Well, here’s the magic:

easyFromPy
  :: (Py.Concrete p, Typeable h)
  => (p -> IO h)   -- ^ python from- conversion, e.g. Py.fromFloat
  -> Proxy h       -- ^ proxy for the type being converted to
  -> Py.SomeObject -- ^ python object to cast from
  -> IO h          -- ^ Haskell value
easyFromPy convert typename obj = do
  casted <- Py.cast obj
  case casted of
    Nothing -> throwIO $ PyCastException (show $ typeRep typename)
    Just x -> convert x

Now to explain. p and h are mnemonics for a Python object and a Haskell value, respectively. The Python object has to be Concrete. Basically, all the primitive types (numbers, strings, etc.) we want to eventually cast to are going to be Concrete, but you can read the source for more details there. The Haskell value has to be Typeable, which gives us the ability to get the name of the type of the value using typeRep. This type information is passed along via Proxy. For example, typeRep (Proxy :: Proxy Integer) gives us "Integer". It’s a nice way to chuck the name of a type into an error message, but it does require the user to give us a Proxy carrying the right type along. Usually, that’s pretty easy, since they’ll be calling easyFromPy in the context of writing a FromPy instance which knows which type it’s for. For example:

instance FromPy Double where
  fromPy = easyFromPy Py.fromFloat Proxy

Here, the compiler can infer that our Proxy is carrying along a Double. Using typeRep, we can throw an exception with information about which type we failed to cast to.

Type Inference

What’s the difference between randint and uniform here?

randint :: Integer -> Integer -> IO Integer
randint low high =
  call "random" "randint" [arg low, arg high] []

uniform :: Integer -> Integer -> IO Double
uniform low high =
  call "random" "uniform" [arg low, arg high] []

Besides calling different Python functions, they also return different types. Because FromPy is working behind the scenes here, we don’t even really need to think about this while writing a wrapper library. Because our type signatures are handily nearby, call knows which type to try to coax the SomeObject python returns into being. We can also use the TypeApplications language extension to explicitly tell call what type to marshal the value it gets into, if needed.
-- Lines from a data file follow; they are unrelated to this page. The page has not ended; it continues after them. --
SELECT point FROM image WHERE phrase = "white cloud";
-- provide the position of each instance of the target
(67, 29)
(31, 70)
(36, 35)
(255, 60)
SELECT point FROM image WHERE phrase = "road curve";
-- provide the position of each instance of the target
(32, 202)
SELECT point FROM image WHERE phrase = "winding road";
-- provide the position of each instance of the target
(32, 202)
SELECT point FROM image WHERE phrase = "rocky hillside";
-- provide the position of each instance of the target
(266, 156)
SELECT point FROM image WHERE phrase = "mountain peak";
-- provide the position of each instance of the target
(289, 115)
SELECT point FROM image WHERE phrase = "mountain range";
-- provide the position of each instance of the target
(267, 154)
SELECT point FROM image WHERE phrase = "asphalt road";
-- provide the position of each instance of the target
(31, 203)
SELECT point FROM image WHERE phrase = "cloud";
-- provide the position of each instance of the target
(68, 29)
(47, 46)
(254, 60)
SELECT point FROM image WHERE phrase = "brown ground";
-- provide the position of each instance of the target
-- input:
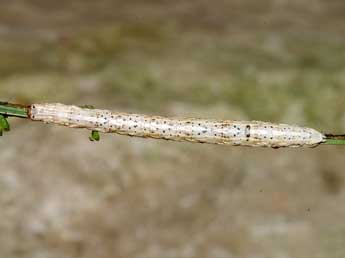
(276, 60)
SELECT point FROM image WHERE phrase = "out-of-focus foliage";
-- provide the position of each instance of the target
(282, 61)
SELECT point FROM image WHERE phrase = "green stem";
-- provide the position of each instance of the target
(15, 110)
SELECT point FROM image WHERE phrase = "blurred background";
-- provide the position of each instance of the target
(272, 60)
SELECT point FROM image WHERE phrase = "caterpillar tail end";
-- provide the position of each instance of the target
(335, 139)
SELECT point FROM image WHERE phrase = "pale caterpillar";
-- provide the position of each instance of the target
(244, 133)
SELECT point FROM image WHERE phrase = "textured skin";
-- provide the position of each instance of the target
(244, 133)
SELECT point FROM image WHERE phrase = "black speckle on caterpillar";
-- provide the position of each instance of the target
(245, 133)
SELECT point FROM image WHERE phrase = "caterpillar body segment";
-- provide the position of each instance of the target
(244, 133)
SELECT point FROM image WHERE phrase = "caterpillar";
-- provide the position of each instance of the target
(244, 133)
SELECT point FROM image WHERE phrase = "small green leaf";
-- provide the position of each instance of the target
(4, 123)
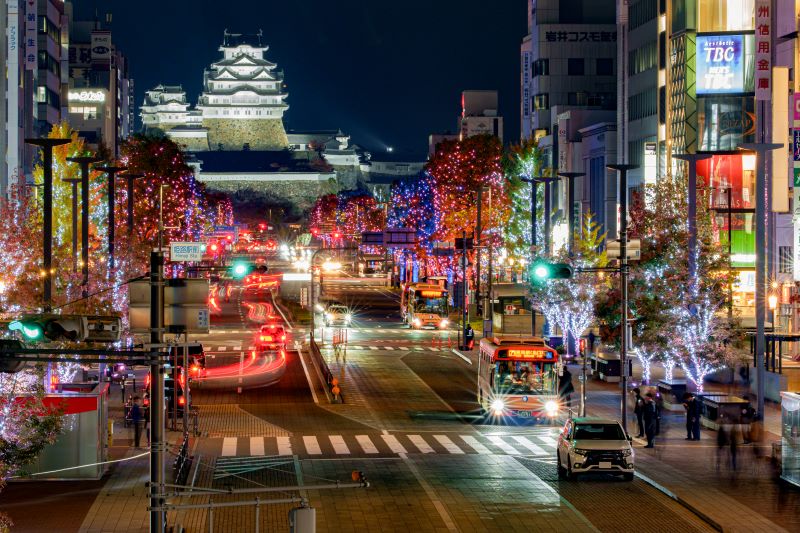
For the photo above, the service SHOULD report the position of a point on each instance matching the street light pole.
(623, 169)
(111, 171)
(84, 162)
(692, 160)
(570, 176)
(761, 150)
(47, 146)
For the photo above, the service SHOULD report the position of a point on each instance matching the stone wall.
(260, 134)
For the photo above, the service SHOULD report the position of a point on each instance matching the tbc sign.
(186, 251)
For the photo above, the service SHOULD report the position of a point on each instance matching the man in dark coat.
(565, 387)
(649, 415)
(692, 407)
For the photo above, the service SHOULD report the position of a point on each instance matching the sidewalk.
(749, 498)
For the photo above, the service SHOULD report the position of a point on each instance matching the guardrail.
(331, 382)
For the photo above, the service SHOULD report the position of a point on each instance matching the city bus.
(424, 305)
(518, 377)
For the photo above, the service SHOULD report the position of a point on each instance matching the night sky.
(387, 73)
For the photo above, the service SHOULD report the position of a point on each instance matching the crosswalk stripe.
(394, 444)
(229, 446)
(475, 445)
(256, 445)
(311, 444)
(528, 444)
(448, 444)
(339, 446)
(366, 444)
(420, 443)
(284, 446)
(507, 448)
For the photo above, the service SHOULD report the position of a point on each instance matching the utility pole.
(623, 169)
(761, 150)
(570, 176)
(111, 171)
(84, 162)
(47, 146)
(157, 445)
(692, 160)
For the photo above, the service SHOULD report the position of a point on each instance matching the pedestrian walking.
(692, 407)
(565, 387)
(638, 410)
(649, 417)
(137, 419)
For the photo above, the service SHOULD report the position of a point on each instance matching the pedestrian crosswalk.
(539, 444)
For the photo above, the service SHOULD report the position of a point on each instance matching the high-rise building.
(479, 115)
(100, 96)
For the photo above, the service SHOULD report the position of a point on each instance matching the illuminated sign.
(87, 96)
(530, 353)
(720, 64)
(431, 294)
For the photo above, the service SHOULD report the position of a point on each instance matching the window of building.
(726, 15)
(575, 66)
(541, 67)
(641, 12)
(785, 261)
(605, 66)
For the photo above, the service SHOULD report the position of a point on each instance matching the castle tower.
(242, 103)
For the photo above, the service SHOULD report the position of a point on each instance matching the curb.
(697, 512)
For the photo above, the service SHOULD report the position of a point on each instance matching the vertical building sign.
(796, 185)
(31, 46)
(12, 74)
(763, 50)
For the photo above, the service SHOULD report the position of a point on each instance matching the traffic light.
(38, 328)
(241, 269)
(542, 271)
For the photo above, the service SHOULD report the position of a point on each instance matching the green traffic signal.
(31, 331)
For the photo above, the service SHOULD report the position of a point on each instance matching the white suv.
(594, 445)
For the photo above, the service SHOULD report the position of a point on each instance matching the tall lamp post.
(111, 172)
(47, 146)
(761, 150)
(692, 160)
(131, 177)
(84, 162)
(534, 181)
(623, 169)
(570, 176)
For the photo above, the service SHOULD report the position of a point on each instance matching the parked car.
(594, 445)
(338, 315)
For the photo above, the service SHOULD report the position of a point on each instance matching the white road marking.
(449, 445)
(500, 443)
(420, 443)
(229, 446)
(284, 446)
(312, 445)
(528, 444)
(256, 445)
(473, 443)
(339, 446)
(366, 444)
(394, 444)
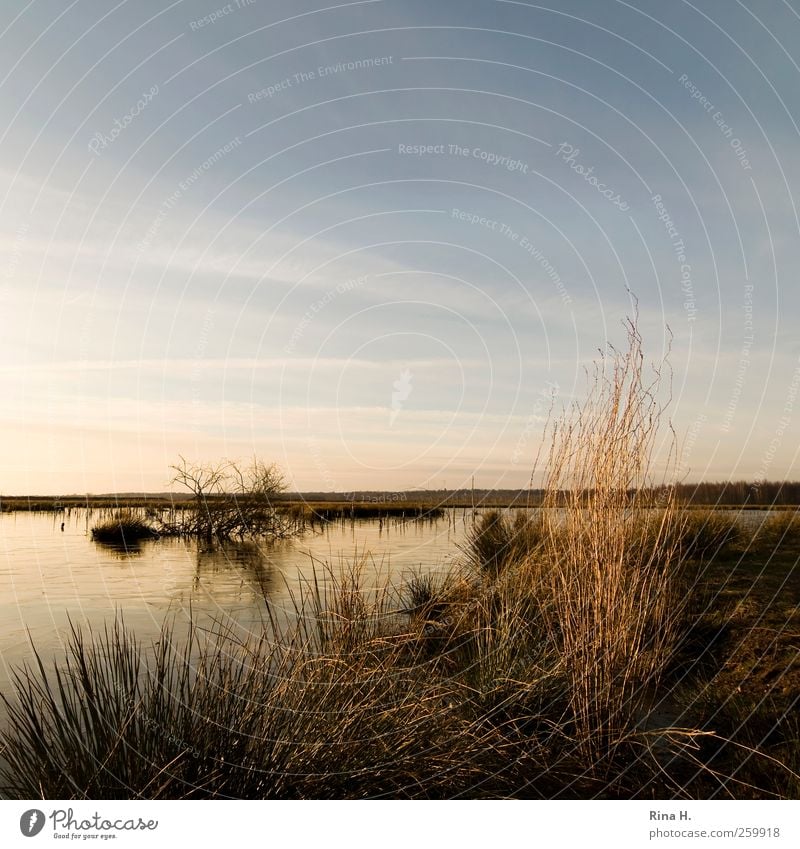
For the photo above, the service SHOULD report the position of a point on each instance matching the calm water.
(49, 577)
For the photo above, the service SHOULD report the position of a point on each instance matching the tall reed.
(613, 589)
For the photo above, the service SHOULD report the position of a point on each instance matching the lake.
(49, 577)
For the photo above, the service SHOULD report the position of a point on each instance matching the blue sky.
(370, 240)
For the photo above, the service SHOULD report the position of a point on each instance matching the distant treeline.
(723, 493)
(741, 493)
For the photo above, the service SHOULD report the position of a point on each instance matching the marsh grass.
(124, 529)
(543, 666)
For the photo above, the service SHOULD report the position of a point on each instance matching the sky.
(376, 242)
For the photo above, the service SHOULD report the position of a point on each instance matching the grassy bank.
(619, 646)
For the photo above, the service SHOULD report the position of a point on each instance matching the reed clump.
(124, 529)
(538, 668)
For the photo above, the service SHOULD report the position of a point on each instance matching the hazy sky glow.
(368, 240)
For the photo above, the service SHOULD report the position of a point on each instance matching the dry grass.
(536, 669)
(123, 529)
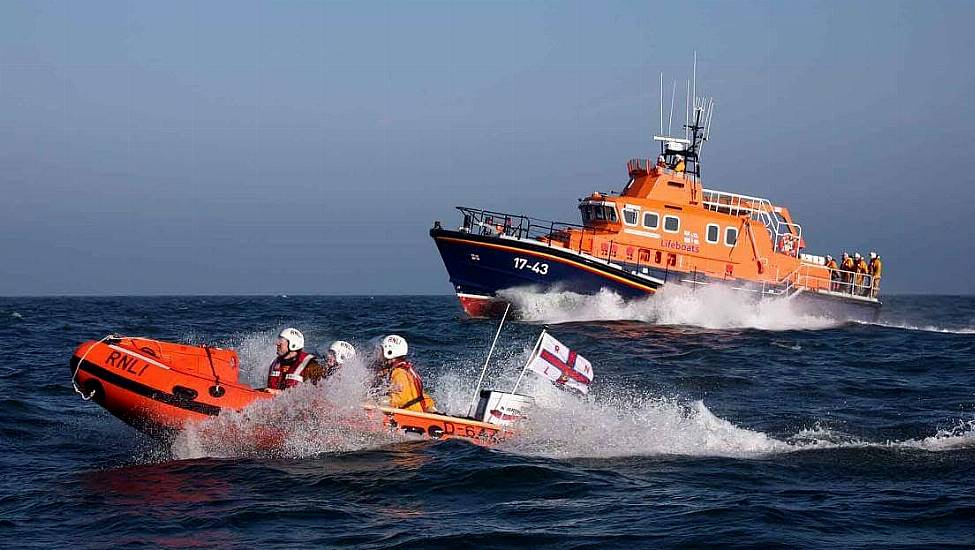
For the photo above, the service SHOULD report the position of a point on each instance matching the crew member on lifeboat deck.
(861, 272)
(876, 268)
(293, 365)
(834, 274)
(846, 272)
(339, 353)
(405, 385)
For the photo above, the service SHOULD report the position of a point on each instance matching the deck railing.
(504, 224)
(838, 281)
(785, 236)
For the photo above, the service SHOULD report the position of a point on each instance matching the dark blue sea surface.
(710, 423)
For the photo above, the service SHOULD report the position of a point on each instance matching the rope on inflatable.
(74, 376)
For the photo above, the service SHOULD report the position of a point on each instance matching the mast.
(697, 127)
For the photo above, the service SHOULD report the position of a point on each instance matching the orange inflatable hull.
(159, 387)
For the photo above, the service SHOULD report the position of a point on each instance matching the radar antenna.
(697, 127)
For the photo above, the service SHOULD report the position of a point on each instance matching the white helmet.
(343, 351)
(394, 346)
(296, 340)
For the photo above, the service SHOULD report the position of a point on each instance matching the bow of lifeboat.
(158, 386)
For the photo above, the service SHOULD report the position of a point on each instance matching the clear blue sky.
(306, 147)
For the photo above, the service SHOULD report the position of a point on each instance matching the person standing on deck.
(405, 386)
(846, 273)
(834, 273)
(876, 268)
(293, 365)
(861, 272)
(339, 353)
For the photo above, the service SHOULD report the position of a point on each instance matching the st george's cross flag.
(562, 366)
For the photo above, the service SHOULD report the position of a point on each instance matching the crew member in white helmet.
(339, 353)
(293, 365)
(405, 386)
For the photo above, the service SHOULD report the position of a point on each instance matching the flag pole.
(477, 389)
(530, 357)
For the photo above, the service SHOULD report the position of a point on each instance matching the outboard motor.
(502, 408)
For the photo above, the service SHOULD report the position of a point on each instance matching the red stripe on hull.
(482, 306)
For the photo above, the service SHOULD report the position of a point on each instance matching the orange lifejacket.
(288, 373)
(406, 388)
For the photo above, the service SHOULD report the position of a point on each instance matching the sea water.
(711, 422)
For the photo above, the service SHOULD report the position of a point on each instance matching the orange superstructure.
(663, 228)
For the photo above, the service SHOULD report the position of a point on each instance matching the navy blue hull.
(480, 266)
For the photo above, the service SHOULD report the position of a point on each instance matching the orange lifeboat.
(158, 387)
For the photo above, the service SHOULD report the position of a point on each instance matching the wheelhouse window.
(651, 220)
(713, 233)
(630, 215)
(730, 236)
(671, 224)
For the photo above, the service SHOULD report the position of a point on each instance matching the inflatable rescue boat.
(158, 387)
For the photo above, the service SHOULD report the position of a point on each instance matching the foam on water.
(712, 307)
(630, 424)
(301, 422)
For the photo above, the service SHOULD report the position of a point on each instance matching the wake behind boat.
(664, 228)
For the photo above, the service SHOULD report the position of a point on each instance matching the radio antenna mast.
(662, 102)
(670, 123)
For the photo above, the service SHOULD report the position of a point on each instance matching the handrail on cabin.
(518, 226)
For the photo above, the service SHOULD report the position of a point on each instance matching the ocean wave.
(921, 328)
(712, 307)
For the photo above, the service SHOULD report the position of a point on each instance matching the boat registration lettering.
(669, 243)
(126, 363)
(536, 267)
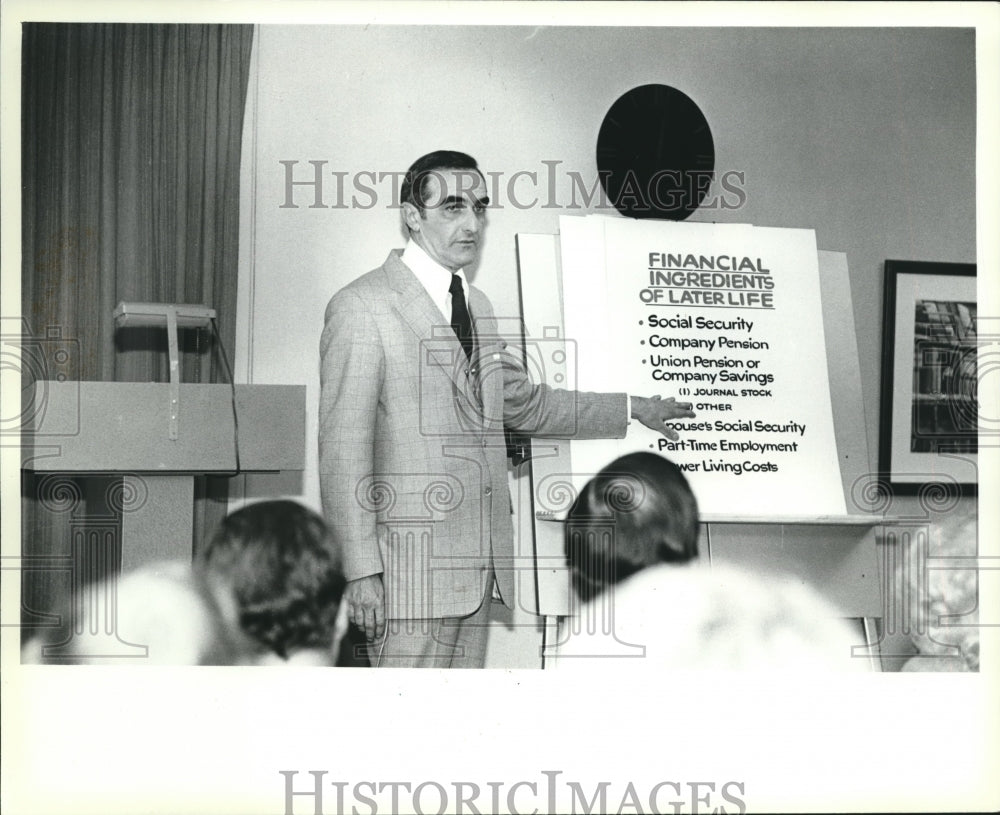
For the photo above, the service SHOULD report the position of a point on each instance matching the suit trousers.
(444, 642)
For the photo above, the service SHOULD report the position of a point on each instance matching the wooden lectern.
(101, 428)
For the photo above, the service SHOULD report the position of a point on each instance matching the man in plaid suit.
(417, 386)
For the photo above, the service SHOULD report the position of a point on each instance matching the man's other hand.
(365, 599)
(656, 412)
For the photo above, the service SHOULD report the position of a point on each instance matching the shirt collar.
(434, 277)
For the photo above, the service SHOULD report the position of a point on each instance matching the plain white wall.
(867, 136)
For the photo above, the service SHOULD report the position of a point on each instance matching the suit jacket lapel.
(425, 320)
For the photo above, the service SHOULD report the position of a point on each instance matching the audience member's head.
(287, 577)
(718, 618)
(637, 512)
(159, 614)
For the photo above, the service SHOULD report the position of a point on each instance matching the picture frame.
(928, 424)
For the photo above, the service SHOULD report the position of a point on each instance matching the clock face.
(655, 154)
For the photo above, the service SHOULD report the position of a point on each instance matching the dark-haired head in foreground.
(637, 512)
(285, 572)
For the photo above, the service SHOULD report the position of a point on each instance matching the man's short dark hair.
(285, 571)
(637, 512)
(414, 188)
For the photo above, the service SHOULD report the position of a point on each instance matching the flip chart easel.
(835, 554)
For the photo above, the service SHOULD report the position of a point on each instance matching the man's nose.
(471, 223)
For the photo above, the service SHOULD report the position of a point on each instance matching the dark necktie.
(461, 322)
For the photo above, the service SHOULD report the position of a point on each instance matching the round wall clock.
(655, 154)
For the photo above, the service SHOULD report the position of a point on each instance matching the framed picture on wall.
(929, 410)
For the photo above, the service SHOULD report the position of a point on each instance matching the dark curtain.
(130, 172)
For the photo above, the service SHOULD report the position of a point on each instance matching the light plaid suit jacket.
(412, 460)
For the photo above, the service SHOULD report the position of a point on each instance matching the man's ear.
(411, 216)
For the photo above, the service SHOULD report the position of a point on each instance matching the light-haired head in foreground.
(719, 618)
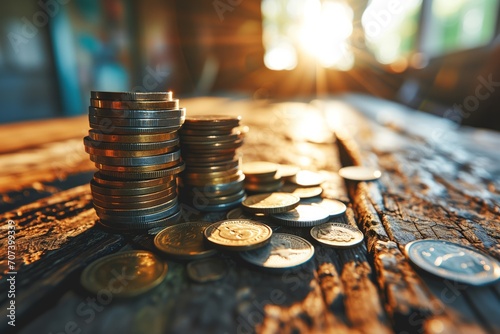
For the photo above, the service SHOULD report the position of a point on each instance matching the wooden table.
(439, 181)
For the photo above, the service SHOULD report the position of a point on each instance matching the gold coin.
(147, 168)
(238, 234)
(128, 154)
(125, 274)
(184, 241)
(360, 173)
(271, 203)
(138, 138)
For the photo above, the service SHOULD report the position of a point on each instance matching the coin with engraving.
(207, 270)
(211, 121)
(307, 192)
(270, 203)
(335, 208)
(184, 241)
(131, 96)
(106, 136)
(337, 235)
(359, 173)
(453, 261)
(144, 114)
(307, 178)
(238, 234)
(283, 252)
(264, 187)
(130, 273)
(287, 171)
(140, 105)
(238, 213)
(302, 216)
(259, 168)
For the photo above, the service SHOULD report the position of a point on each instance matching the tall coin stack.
(212, 180)
(134, 143)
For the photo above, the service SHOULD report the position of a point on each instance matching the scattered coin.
(359, 173)
(335, 208)
(207, 270)
(270, 203)
(307, 192)
(135, 271)
(302, 216)
(306, 178)
(283, 252)
(453, 261)
(238, 234)
(184, 241)
(337, 235)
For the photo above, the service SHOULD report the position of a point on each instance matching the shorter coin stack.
(261, 176)
(212, 180)
(134, 143)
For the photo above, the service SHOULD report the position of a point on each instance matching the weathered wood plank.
(54, 239)
(417, 198)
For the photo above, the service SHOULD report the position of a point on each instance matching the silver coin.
(453, 261)
(284, 251)
(141, 161)
(131, 96)
(137, 122)
(147, 114)
(303, 216)
(307, 192)
(287, 171)
(335, 208)
(337, 235)
(359, 173)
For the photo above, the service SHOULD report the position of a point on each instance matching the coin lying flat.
(207, 270)
(302, 216)
(337, 235)
(184, 241)
(270, 203)
(335, 208)
(453, 261)
(359, 173)
(238, 234)
(284, 251)
(124, 274)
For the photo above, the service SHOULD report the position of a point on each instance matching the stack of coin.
(134, 143)
(261, 176)
(212, 180)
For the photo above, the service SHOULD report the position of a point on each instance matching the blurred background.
(439, 56)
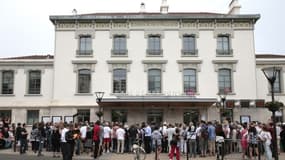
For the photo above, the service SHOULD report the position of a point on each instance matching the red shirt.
(96, 133)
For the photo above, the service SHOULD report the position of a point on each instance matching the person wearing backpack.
(203, 138)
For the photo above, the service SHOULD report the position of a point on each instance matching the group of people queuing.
(175, 139)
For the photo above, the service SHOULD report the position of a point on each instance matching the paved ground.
(8, 154)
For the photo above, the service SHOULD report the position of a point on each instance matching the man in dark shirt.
(96, 138)
(23, 139)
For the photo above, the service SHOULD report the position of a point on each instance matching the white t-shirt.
(83, 131)
(62, 138)
(120, 134)
(107, 132)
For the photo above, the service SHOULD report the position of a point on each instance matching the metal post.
(275, 148)
(156, 150)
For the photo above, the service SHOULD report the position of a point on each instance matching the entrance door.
(191, 116)
(155, 116)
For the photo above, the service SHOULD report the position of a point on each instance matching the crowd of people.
(195, 139)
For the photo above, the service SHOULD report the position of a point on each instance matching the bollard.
(187, 149)
(155, 149)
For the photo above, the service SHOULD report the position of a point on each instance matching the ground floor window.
(32, 117)
(191, 116)
(155, 117)
(226, 114)
(119, 115)
(83, 115)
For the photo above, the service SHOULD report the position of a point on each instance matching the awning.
(157, 101)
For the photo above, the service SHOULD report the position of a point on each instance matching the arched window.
(225, 80)
(119, 80)
(84, 81)
(154, 81)
(189, 81)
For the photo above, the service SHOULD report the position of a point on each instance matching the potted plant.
(274, 105)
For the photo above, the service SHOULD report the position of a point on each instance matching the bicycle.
(139, 152)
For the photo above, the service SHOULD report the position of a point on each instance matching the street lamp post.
(99, 97)
(270, 74)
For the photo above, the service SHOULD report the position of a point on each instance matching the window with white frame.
(7, 86)
(154, 81)
(154, 45)
(85, 45)
(225, 80)
(119, 45)
(277, 84)
(119, 80)
(223, 45)
(189, 45)
(34, 82)
(189, 81)
(32, 117)
(84, 81)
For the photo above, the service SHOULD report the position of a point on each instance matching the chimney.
(234, 7)
(142, 9)
(164, 7)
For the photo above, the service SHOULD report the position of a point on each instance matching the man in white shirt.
(64, 145)
(83, 132)
(121, 139)
(107, 137)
call @Double "random" "uniform" [arg low, arg high] []

Pare Programming

There’s quite a lot of consideration that goes into making something so simple! The API surface we ended up with is merely call to call Python functions, and getAttribute/setAttribute to get and set attributes. ToPy and FromPy instances handle type marshalling for us, and we use Arg to import heterogeneous argument lists from Python into Haskell land.

I guess it’s time to get back to improving hsautogui, now that it’s running on CPython.Simple.